Typical s/w arrangement:
  For parallel sort.
  Load array into memory.
  Each host responsible for a piece of the array.
  On host i:
    Do a local sort on its array piece.
    done[i] = true;
    Wait for all done[] to be true.
    Now merge my piece with neighbors...

Do we want a single address space?
  Or have programmer understand remote references?

Shall we make a fixed partition of address space?
  I.e. first megabyte on host 0, second megabyte on host 1, &c?
  And send all reads/writes to the correct host?
    We can detect reads and writes using VM hardware.
    I.e. I read- or write-protect remote pages.
  What if we didn't do a good job of placing the pages on hosts?
  Maybe we cannot predict which hosts will use which pages?

Could move the page each time it is used.
  When I read or write, I find current owner, and I take the page.
  So need a more dynamic way to find current location of the page.
  What if lots of people read a page?

Move page for writing, but allow read-only copies.
  When I write a page, I invalidate r/o cached copies.
  When I read a non-cached page, I find most recent writer.
  Works if pages are r/o and shared, or r/w by one host.
  Only bad case is write sharing.
  When might this arise? False sharing...

How does their scheme work? Section 3.1
  three CPUs, one MGR, draw table per entity

ptable: on per CPU, one entry per page
  lock
  access (read or write or nil)
  i_am_owner (same as write?)

info: just on MGR, one entry per page
  lock
  copy_set
  owner
 
Message types:
  RQ read query (reader to MGR)
  RF read forward (MGR to owner)
  RD read data (owner to reader)
  RC read confirm (reader to MGR)
  WQ
  IV
  IC
  WF
  WD
  WC

scenario 1: owned by CPU0, CPU1 wants to read
  0. page fault on CPU1, since page must have been marked invalid
  1. CPU1 sends RQ to MGR
  2. MGR sends RF to CPU0, MGR adds CPU1 to copy_set
  3. CPU0 sends RD to CPU1, CPU0 marks page as access=read
  4. CPU1 sends RC to MGR

scenario 2: owned by CPU0, CPU2 wants to write
  0. page fault on CPU2
  1. CPU2 sends WQ to MGR
  2. MGR sends IV to copy_set (i.e. CPU1)
  3. CPU1 sends IC msg to MGR (or does it? does MGR wait?)
  4. MGR sends WF to CPU0
  5. CPU0 sends WD to CPU2, clears access
  6. CPU2 sends WC to MGR

what if two CPUs want to write the same page at the same time?

problem:
  a write has many steps and modifies multiple tables
  the tables have invariants:
    MGR must agree w/ CPUs about the single owner
    MGR must agree w/ CPUs about the copy_set
    copy_set != {} must agree with owner's writeability
  thus write implementation should be atomic

what enforces the atomicity?

what are the RC and WC messages for?
  what if RF is overtaken by WF?
  (I'm not sure about this. Perhaps they assume FIFO message order anyway?)
  (per-CPU ptable locks fix many potential races.)

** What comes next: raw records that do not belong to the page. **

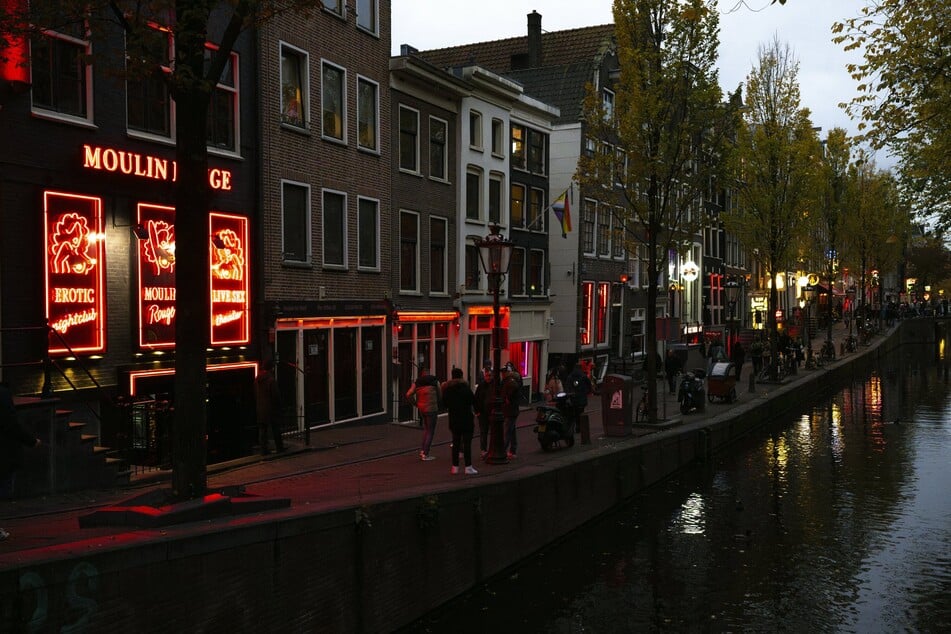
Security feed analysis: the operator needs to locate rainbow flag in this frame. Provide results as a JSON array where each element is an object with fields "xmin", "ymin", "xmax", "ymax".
[{"xmin": 551, "ymin": 186, "xmax": 571, "ymax": 238}]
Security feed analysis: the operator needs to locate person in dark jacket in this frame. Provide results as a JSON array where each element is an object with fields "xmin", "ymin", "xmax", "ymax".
[
  {"xmin": 254, "ymin": 360, "xmax": 284, "ymax": 456},
  {"xmin": 0, "ymin": 384, "xmax": 42, "ymax": 541},
  {"xmin": 474, "ymin": 368, "xmax": 495, "ymax": 460},
  {"xmin": 442, "ymin": 368, "xmax": 478, "ymax": 475},
  {"xmin": 406, "ymin": 368, "xmax": 442, "ymax": 462}
]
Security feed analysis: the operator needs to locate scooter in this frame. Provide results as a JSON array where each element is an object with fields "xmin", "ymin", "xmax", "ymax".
[
  {"xmin": 532, "ymin": 392, "xmax": 577, "ymax": 451},
  {"xmin": 677, "ymin": 368, "xmax": 707, "ymax": 414}
]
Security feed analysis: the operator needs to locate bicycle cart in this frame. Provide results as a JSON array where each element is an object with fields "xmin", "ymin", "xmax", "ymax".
[{"xmin": 707, "ymin": 362, "xmax": 736, "ymax": 403}]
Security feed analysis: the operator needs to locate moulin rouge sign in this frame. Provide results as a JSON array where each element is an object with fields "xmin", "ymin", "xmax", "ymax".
[{"xmin": 138, "ymin": 203, "xmax": 250, "ymax": 349}]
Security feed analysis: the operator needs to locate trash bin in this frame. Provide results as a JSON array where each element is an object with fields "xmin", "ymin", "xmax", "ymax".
[{"xmin": 601, "ymin": 374, "xmax": 634, "ymax": 436}]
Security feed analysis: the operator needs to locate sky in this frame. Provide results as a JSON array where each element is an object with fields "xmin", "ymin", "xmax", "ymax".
[{"xmin": 392, "ymin": 0, "xmax": 892, "ymax": 168}]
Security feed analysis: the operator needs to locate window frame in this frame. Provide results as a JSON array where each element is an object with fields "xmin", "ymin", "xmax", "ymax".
[
  {"xmin": 396, "ymin": 104, "xmax": 420, "ymax": 176},
  {"xmin": 280, "ymin": 178, "xmax": 313, "ymax": 266},
  {"xmin": 320, "ymin": 188, "xmax": 349, "ymax": 271},
  {"xmin": 278, "ymin": 41, "xmax": 310, "ymax": 130},
  {"xmin": 320, "ymin": 59, "xmax": 347, "ymax": 145},
  {"xmin": 357, "ymin": 75, "xmax": 380, "ymax": 154},
  {"xmin": 30, "ymin": 25, "xmax": 94, "ymax": 125},
  {"xmin": 397, "ymin": 209, "xmax": 421, "ymax": 295},
  {"xmin": 357, "ymin": 196, "xmax": 381, "ymax": 272},
  {"xmin": 205, "ymin": 42, "xmax": 241, "ymax": 156}
]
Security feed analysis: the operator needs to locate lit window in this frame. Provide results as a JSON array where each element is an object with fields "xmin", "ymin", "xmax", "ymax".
[
  {"xmin": 357, "ymin": 77, "xmax": 380, "ymax": 150},
  {"xmin": 281, "ymin": 44, "xmax": 308, "ymax": 128},
  {"xmin": 281, "ymin": 181, "xmax": 310, "ymax": 262},
  {"xmin": 320, "ymin": 62, "xmax": 347, "ymax": 141},
  {"xmin": 30, "ymin": 26, "xmax": 92, "ymax": 121},
  {"xmin": 322, "ymin": 191, "xmax": 347, "ymax": 267}
]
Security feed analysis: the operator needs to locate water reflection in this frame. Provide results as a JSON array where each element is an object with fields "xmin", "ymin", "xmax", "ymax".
[{"xmin": 414, "ymin": 334, "xmax": 951, "ymax": 633}]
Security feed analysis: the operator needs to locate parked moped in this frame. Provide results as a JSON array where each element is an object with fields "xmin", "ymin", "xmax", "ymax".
[
  {"xmin": 677, "ymin": 368, "xmax": 707, "ymax": 414},
  {"xmin": 532, "ymin": 392, "xmax": 578, "ymax": 451}
]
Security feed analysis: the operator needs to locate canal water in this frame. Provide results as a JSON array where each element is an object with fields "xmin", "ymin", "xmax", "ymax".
[{"xmin": 409, "ymin": 334, "xmax": 951, "ymax": 634}]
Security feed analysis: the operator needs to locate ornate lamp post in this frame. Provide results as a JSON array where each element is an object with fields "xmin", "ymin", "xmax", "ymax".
[{"xmin": 476, "ymin": 224, "xmax": 513, "ymax": 464}]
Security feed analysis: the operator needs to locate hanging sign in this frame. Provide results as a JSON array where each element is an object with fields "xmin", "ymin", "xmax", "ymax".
[{"xmin": 43, "ymin": 191, "xmax": 106, "ymax": 354}]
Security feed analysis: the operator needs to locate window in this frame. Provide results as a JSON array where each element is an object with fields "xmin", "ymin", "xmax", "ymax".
[
  {"xmin": 429, "ymin": 218, "xmax": 448, "ymax": 293},
  {"xmin": 323, "ymin": 191, "xmax": 347, "ymax": 267},
  {"xmin": 357, "ymin": 198, "xmax": 380, "ymax": 271},
  {"xmin": 489, "ymin": 174, "xmax": 502, "ymax": 224},
  {"xmin": 466, "ymin": 244, "xmax": 482, "ymax": 291},
  {"xmin": 466, "ymin": 167, "xmax": 482, "ymax": 220},
  {"xmin": 357, "ymin": 0, "xmax": 377, "ymax": 35},
  {"xmin": 30, "ymin": 27, "xmax": 92, "ymax": 121},
  {"xmin": 611, "ymin": 207, "xmax": 624, "ymax": 259},
  {"xmin": 528, "ymin": 130, "xmax": 545, "ymax": 174},
  {"xmin": 512, "ymin": 125, "xmax": 526, "ymax": 169},
  {"xmin": 357, "ymin": 77, "xmax": 380, "ymax": 150},
  {"xmin": 492, "ymin": 119, "xmax": 505, "ymax": 156},
  {"xmin": 528, "ymin": 249, "xmax": 545, "ymax": 295},
  {"xmin": 469, "ymin": 110, "xmax": 482, "ymax": 150},
  {"xmin": 205, "ymin": 44, "xmax": 238, "ymax": 152},
  {"xmin": 400, "ymin": 211, "xmax": 419, "ymax": 293},
  {"xmin": 281, "ymin": 44, "xmax": 308, "ymax": 128},
  {"xmin": 126, "ymin": 28, "xmax": 173, "ymax": 138},
  {"xmin": 429, "ymin": 117, "xmax": 449, "ymax": 180},
  {"xmin": 400, "ymin": 106, "xmax": 419, "ymax": 174},
  {"xmin": 323, "ymin": 0, "xmax": 344, "ymax": 16},
  {"xmin": 281, "ymin": 181, "xmax": 310, "ymax": 262},
  {"xmin": 581, "ymin": 198, "xmax": 597, "ymax": 255},
  {"xmin": 601, "ymin": 88, "xmax": 614, "ymax": 121},
  {"xmin": 528, "ymin": 189, "xmax": 545, "ymax": 231},
  {"xmin": 598, "ymin": 205, "xmax": 611, "ymax": 255},
  {"xmin": 581, "ymin": 282, "xmax": 594, "ymax": 346},
  {"xmin": 594, "ymin": 282, "xmax": 611, "ymax": 343},
  {"xmin": 509, "ymin": 248, "xmax": 525, "ymax": 297},
  {"xmin": 509, "ymin": 184, "xmax": 525, "ymax": 227},
  {"xmin": 320, "ymin": 62, "xmax": 347, "ymax": 141}
]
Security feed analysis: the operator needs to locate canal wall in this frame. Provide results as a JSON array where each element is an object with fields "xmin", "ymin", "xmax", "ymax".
[{"xmin": 0, "ymin": 321, "xmax": 934, "ymax": 632}]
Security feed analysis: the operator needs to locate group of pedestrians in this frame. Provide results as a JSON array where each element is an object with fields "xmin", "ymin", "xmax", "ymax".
[{"xmin": 406, "ymin": 363, "xmax": 591, "ymax": 475}]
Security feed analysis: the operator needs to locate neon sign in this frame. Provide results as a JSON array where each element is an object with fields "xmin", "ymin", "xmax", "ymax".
[
  {"xmin": 137, "ymin": 203, "xmax": 175, "ymax": 349},
  {"xmin": 83, "ymin": 144, "xmax": 233, "ymax": 191},
  {"xmin": 43, "ymin": 191, "xmax": 106, "ymax": 354},
  {"xmin": 208, "ymin": 212, "xmax": 251, "ymax": 346}
]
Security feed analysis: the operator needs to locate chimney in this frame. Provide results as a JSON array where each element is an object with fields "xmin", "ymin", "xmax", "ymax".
[{"xmin": 528, "ymin": 9, "xmax": 542, "ymax": 68}]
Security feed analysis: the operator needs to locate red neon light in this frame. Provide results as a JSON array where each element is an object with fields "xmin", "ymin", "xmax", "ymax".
[
  {"xmin": 129, "ymin": 361, "xmax": 258, "ymax": 395},
  {"xmin": 43, "ymin": 191, "xmax": 106, "ymax": 354},
  {"xmin": 208, "ymin": 211, "xmax": 251, "ymax": 346},
  {"xmin": 136, "ymin": 203, "xmax": 175, "ymax": 350}
]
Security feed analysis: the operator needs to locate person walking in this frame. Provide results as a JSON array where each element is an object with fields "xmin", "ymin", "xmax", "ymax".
[
  {"xmin": 442, "ymin": 368, "xmax": 479, "ymax": 475},
  {"xmin": 473, "ymin": 367, "xmax": 495, "ymax": 460},
  {"xmin": 501, "ymin": 364, "xmax": 522, "ymax": 460},
  {"xmin": 254, "ymin": 359, "xmax": 284, "ymax": 456},
  {"xmin": 406, "ymin": 368, "xmax": 442, "ymax": 462},
  {"xmin": 730, "ymin": 339, "xmax": 746, "ymax": 383},
  {"xmin": 0, "ymin": 383, "xmax": 42, "ymax": 542}
]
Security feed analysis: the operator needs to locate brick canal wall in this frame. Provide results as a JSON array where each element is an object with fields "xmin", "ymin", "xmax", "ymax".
[{"xmin": 0, "ymin": 320, "xmax": 934, "ymax": 632}]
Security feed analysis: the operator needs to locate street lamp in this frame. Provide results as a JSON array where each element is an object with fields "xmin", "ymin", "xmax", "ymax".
[{"xmin": 475, "ymin": 224, "xmax": 514, "ymax": 464}]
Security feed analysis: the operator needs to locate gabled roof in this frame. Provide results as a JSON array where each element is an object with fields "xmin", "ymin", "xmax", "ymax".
[{"xmin": 417, "ymin": 24, "xmax": 614, "ymax": 123}]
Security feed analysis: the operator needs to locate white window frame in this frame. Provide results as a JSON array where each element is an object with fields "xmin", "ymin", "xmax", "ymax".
[
  {"xmin": 320, "ymin": 59, "xmax": 347, "ymax": 145},
  {"xmin": 357, "ymin": 196, "xmax": 380, "ymax": 272},
  {"xmin": 281, "ymin": 179, "xmax": 313, "ymax": 266},
  {"xmin": 357, "ymin": 75, "xmax": 380, "ymax": 154},
  {"xmin": 320, "ymin": 188, "xmax": 350, "ymax": 271},
  {"xmin": 30, "ymin": 30, "xmax": 94, "ymax": 125},
  {"xmin": 278, "ymin": 41, "xmax": 310, "ymax": 130}
]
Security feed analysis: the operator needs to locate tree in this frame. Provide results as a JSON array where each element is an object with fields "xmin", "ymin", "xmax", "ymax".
[
  {"xmin": 723, "ymin": 39, "xmax": 819, "ymax": 373},
  {"xmin": 576, "ymin": 0, "xmax": 734, "ymax": 420},
  {"xmin": 833, "ymin": 0, "xmax": 951, "ymax": 227},
  {"xmin": 0, "ymin": 0, "xmax": 310, "ymax": 499}
]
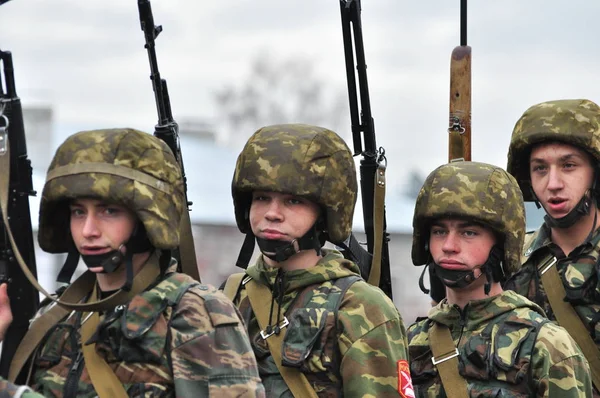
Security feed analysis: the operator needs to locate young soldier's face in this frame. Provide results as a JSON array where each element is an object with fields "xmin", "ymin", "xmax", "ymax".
[
  {"xmin": 429, "ymin": 218, "xmax": 496, "ymax": 277},
  {"xmin": 529, "ymin": 143, "xmax": 594, "ymax": 218},
  {"xmin": 69, "ymin": 199, "xmax": 136, "ymax": 272},
  {"xmin": 250, "ymin": 191, "xmax": 319, "ymax": 241}
]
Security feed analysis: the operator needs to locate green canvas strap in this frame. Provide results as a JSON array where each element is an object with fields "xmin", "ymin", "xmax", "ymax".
[
  {"xmin": 245, "ymin": 279, "xmax": 317, "ymax": 398},
  {"xmin": 81, "ymin": 285, "xmax": 129, "ymax": 398},
  {"xmin": 538, "ymin": 255, "xmax": 600, "ymax": 390},
  {"xmin": 367, "ymin": 164, "xmax": 385, "ymax": 287},
  {"xmin": 429, "ymin": 322, "xmax": 469, "ymax": 397}
]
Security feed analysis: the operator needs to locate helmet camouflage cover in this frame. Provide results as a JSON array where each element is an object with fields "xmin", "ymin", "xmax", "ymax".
[
  {"xmin": 507, "ymin": 99, "xmax": 600, "ymax": 201},
  {"xmin": 38, "ymin": 129, "xmax": 184, "ymax": 253},
  {"xmin": 231, "ymin": 124, "xmax": 358, "ymax": 243},
  {"xmin": 412, "ymin": 162, "xmax": 525, "ymax": 273}
]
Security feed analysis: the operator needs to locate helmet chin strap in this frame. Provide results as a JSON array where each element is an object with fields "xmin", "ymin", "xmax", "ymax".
[
  {"xmin": 419, "ymin": 245, "xmax": 506, "ymax": 295},
  {"xmin": 56, "ymin": 222, "xmax": 153, "ymax": 291}
]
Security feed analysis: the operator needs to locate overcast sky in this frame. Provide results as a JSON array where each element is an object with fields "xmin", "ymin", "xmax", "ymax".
[{"xmin": 0, "ymin": 0, "xmax": 600, "ymax": 196}]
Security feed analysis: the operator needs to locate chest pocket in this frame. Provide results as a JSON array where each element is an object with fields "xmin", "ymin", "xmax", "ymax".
[
  {"xmin": 459, "ymin": 318, "xmax": 542, "ymax": 397},
  {"xmin": 97, "ymin": 274, "xmax": 197, "ymax": 365},
  {"xmin": 282, "ymin": 276, "xmax": 361, "ymax": 374}
]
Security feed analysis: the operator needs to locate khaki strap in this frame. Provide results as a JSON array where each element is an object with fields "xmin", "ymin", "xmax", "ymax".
[
  {"xmin": 367, "ymin": 164, "xmax": 386, "ymax": 286},
  {"xmin": 223, "ymin": 272, "xmax": 246, "ymax": 301},
  {"xmin": 81, "ymin": 285, "xmax": 129, "ymax": 398},
  {"xmin": 0, "ymin": 137, "xmax": 152, "ymax": 311},
  {"xmin": 179, "ymin": 206, "xmax": 200, "ymax": 282},
  {"xmin": 8, "ymin": 262, "xmax": 160, "ymax": 382},
  {"xmin": 429, "ymin": 323, "xmax": 469, "ymax": 397},
  {"xmin": 538, "ymin": 256, "xmax": 600, "ymax": 390},
  {"xmin": 246, "ymin": 280, "xmax": 317, "ymax": 398}
]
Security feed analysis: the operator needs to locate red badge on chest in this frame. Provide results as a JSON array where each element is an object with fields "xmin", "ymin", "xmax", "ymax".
[{"xmin": 397, "ymin": 359, "xmax": 415, "ymax": 398}]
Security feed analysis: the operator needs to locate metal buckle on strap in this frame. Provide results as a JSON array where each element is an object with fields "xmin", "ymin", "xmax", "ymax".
[
  {"xmin": 431, "ymin": 348, "xmax": 459, "ymax": 365},
  {"xmin": 540, "ymin": 257, "xmax": 558, "ymax": 275},
  {"xmin": 260, "ymin": 316, "xmax": 290, "ymax": 340}
]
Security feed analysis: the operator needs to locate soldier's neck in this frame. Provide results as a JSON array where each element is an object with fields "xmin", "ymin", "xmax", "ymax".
[{"xmin": 550, "ymin": 206, "xmax": 600, "ymax": 256}]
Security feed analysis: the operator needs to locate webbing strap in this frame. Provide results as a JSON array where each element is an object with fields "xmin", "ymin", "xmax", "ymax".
[
  {"xmin": 367, "ymin": 164, "xmax": 385, "ymax": 286},
  {"xmin": 81, "ymin": 285, "xmax": 129, "ymax": 398},
  {"xmin": 179, "ymin": 206, "xmax": 200, "ymax": 282},
  {"xmin": 245, "ymin": 279, "xmax": 317, "ymax": 398},
  {"xmin": 8, "ymin": 253, "xmax": 160, "ymax": 382},
  {"xmin": 429, "ymin": 322, "xmax": 469, "ymax": 397},
  {"xmin": 538, "ymin": 256, "xmax": 600, "ymax": 390},
  {"xmin": 0, "ymin": 142, "xmax": 152, "ymax": 311}
]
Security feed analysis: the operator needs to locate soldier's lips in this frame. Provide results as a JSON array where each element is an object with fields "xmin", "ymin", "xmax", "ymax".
[{"xmin": 438, "ymin": 261, "xmax": 469, "ymax": 271}]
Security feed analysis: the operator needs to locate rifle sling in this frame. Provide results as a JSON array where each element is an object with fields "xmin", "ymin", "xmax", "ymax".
[
  {"xmin": 367, "ymin": 164, "xmax": 386, "ymax": 286},
  {"xmin": 429, "ymin": 322, "xmax": 469, "ymax": 397},
  {"xmin": 245, "ymin": 279, "xmax": 317, "ymax": 398},
  {"xmin": 538, "ymin": 255, "xmax": 600, "ymax": 390},
  {"xmin": 81, "ymin": 285, "xmax": 129, "ymax": 398},
  {"xmin": 8, "ymin": 261, "xmax": 160, "ymax": 382},
  {"xmin": 0, "ymin": 142, "xmax": 156, "ymax": 311}
]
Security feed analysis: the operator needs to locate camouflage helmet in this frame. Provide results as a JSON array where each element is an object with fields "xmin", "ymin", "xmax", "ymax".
[
  {"xmin": 507, "ymin": 99, "xmax": 600, "ymax": 201},
  {"xmin": 231, "ymin": 124, "xmax": 357, "ymax": 242},
  {"xmin": 412, "ymin": 162, "xmax": 525, "ymax": 273},
  {"xmin": 38, "ymin": 128, "xmax": 184, "ymax": 253}
]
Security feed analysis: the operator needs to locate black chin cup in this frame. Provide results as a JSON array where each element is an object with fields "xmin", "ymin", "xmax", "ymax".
[
  {"xmin": 236, "ymin": 222, "xmax": 325, "ymax": 269},
  {"xmin": 432, "ymin": 246, "xmax": 506, "ymax": 295},
  {"xmin": 544, "ymin": 190, "xmax": 592, "ymax": 229}
]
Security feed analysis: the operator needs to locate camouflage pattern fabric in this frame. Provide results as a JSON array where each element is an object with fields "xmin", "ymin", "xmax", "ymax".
[
  {"xmin": 504, "ymin": 224, "xmax": 600, "ymax": 397},
  {"xmin": 231, "ymin": 124, "xmax": 358, "ymax": 243},
  {"xmin": 507, "ymin": 99, "xmax": 600, "ymax": 201},
  {"xmin": 0, "ymin": 377, "xmax": 44, "ymax": 398},
  {"xmin": 31, "ymin": 254, "xmax": 264, "ymax": 397},
  {"xmin": 408, "ymin": 291, "xmax": 592, "ymax": 398},
  {"xmin": 412, "ymin": 162, "xmax": 525, "ymax": 273},
  {"xmin": 236, "ymin": 249, "xmax": 408, "ymax": 398},
  {"xmin": 38, "ymin": 129, "xmax": 184, "ymax": 253}
]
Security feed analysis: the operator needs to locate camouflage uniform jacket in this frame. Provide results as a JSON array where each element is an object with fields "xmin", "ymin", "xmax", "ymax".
[
  {"xmin": 504, "ymin": 224, "xmax": 600, "ymax": 347},
  {"xmin": 31, "ymin": 255, "xmax": 264, "ymax": 397},
  {"xmin": 236, "ymin": 250, "xmax": 408, "ymax": 397},
  {"xmin": 408, "ymin": 291, "xmax": 592, "ymax": 398}
]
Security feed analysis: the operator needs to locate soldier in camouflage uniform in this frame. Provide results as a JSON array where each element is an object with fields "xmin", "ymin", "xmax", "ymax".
[
  {"xmin": 504, "ymin": 100, "xmax": 600, "ymax": 396},
  {"xmin": 408, "ymin": 162, "xmax": 592, "ymax": 398},
  {"xmin": 225, "ymin": 124, "xmax": 412, "ymax": 397},
  {"xmin": 4, "ymin": 129, "xmax": 264, "ymax": 397}
]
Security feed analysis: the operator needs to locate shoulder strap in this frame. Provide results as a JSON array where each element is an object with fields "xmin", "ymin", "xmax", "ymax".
[
  {"xmin": 81, "ymin": 286, "xmax": 129, "ymax": 398},
  {"xmin": 521, "ymin": 230, "xmax": 539, "ymax": 265},
  {"xmin": 245, "ymin": 279, "xmax": 317, "ymax": 398},
  {"xmin": 223, "ymin": 272, "xmax": 246, "ymax": 301},
  {"xmin": 429, "ymin": 322, "xmax": 469, "ymax": 397},
  {"xmin": 538, "ymin": 256, "xmax": 600, "ymax": 389}
]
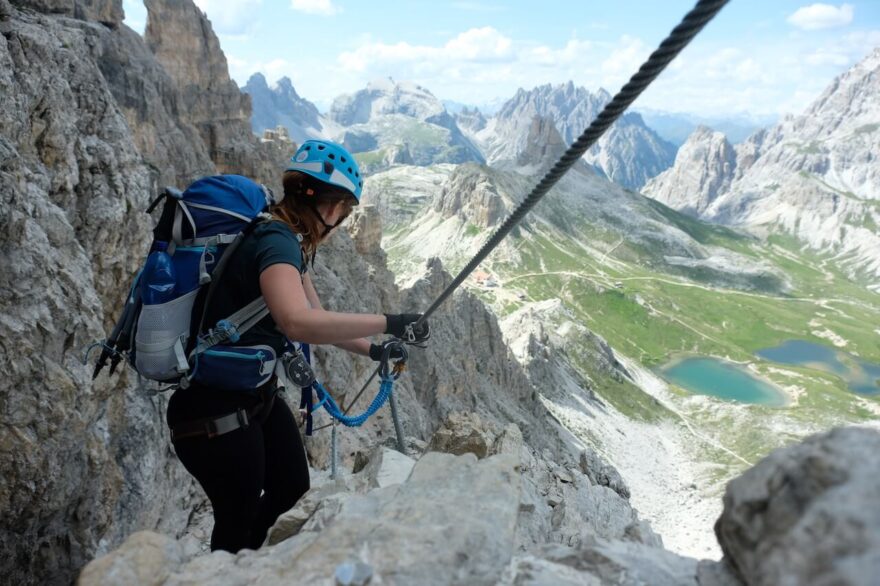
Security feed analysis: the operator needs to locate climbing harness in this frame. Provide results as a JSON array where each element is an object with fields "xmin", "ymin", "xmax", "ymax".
[
  {"xmin": 96, "ymin": 0, "xmax": 729, "ymax": 466},
  {"xmin": 292, "ymin": 338, "xmax": 409, "ymax": 428}
]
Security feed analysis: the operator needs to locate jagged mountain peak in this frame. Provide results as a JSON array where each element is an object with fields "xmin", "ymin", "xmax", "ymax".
[
  {"xmin": 643, "ymin": 124, "xmax": 737, "ymax": 216},
  {"xmin": 330, "ymin": 77, "xmax": 449, "ymax": 126},
  {"xmin": 242, "ymin": 72, "xmax": 330, "ymax": 143},
  {"xmin": 477, "ymin": 81, "xmax": 675, "ymax": 189},
  {"xmin": 645, "ymin": 49, "xmax": 880, "ymax": 275}
]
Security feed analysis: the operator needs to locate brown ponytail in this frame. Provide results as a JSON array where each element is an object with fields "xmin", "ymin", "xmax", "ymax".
[{"xmin": 269, "ymin": 171, "xmax": 354, "ymax": 260}]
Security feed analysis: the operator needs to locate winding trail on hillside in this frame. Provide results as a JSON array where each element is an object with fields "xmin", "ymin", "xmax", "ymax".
[{"xmin": 502, "ymin": 271, "xmax": 874, "ymax": 311}]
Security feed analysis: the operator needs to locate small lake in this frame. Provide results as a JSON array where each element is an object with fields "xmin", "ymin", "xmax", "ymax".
[
  {"xmin": 662, "ymin": 357, "xmax": 787, "ymax": 407},
  {"xmin": 755, "ymin": 340, "xmax": 880, "ymax": 395}
]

does Ivy provide strict consistency?
  no: ST may take a long time to revoke read access on other CPUs
  so LDs may get old data long after the ST issues

does Ivy provide sequential consistency?
  does it work on our examples?
  v = fn(); done = true;
  can a cpu see done=true but still see old v?

Ivy does seem to use our two seq consist implementation rules.
  1. Each CPU to execute reads/writes in program order, one at a time
  2. Each memory location to execute reads/writes in arrival order, one at a time

What's a block odd-even based merge-split algorithm?
  Why is appropriate to this kind of parallel architecture?
  Partition over N CPUs.
  Local sort at each CPU.
  View CPUs as logical chain.
  Repeat N times:
    Even CPUs send to (higher) odd CPUs.
    Odd CPUs merge, send low half back to even CPU.
    Odd CPUs send to (higher) even CPUs.
    Even CPUs merge, send low half back to odd CPU.
  Note that "send to" means look at the right place in shared memory.
    Probably everything in a single huge array.

What's the best we could hope for in terms of performance?
  Linear speedup...

When are you likely to get linear speedup?
  When there's not much sharing -- strict partition.

How well do they do?
  linear for PDE and matrix mul, not so good for sorting

In what sense does it subsume the notion of RPC?
  When would DSM be better than RPC?
    More transparent. Easier to program.
  When would RPC be better?
    Isolation. Control over communication. Tolerate latency.
    Portability.
  Might you still want RPC in your DSM system? For efficient sleep/wakeup?

Has their idea been successful?
  Using workstations for parallel processing: yes! Beowulf, Google, &c.
  Shared memory? Hard to say. Lack of control over communication details?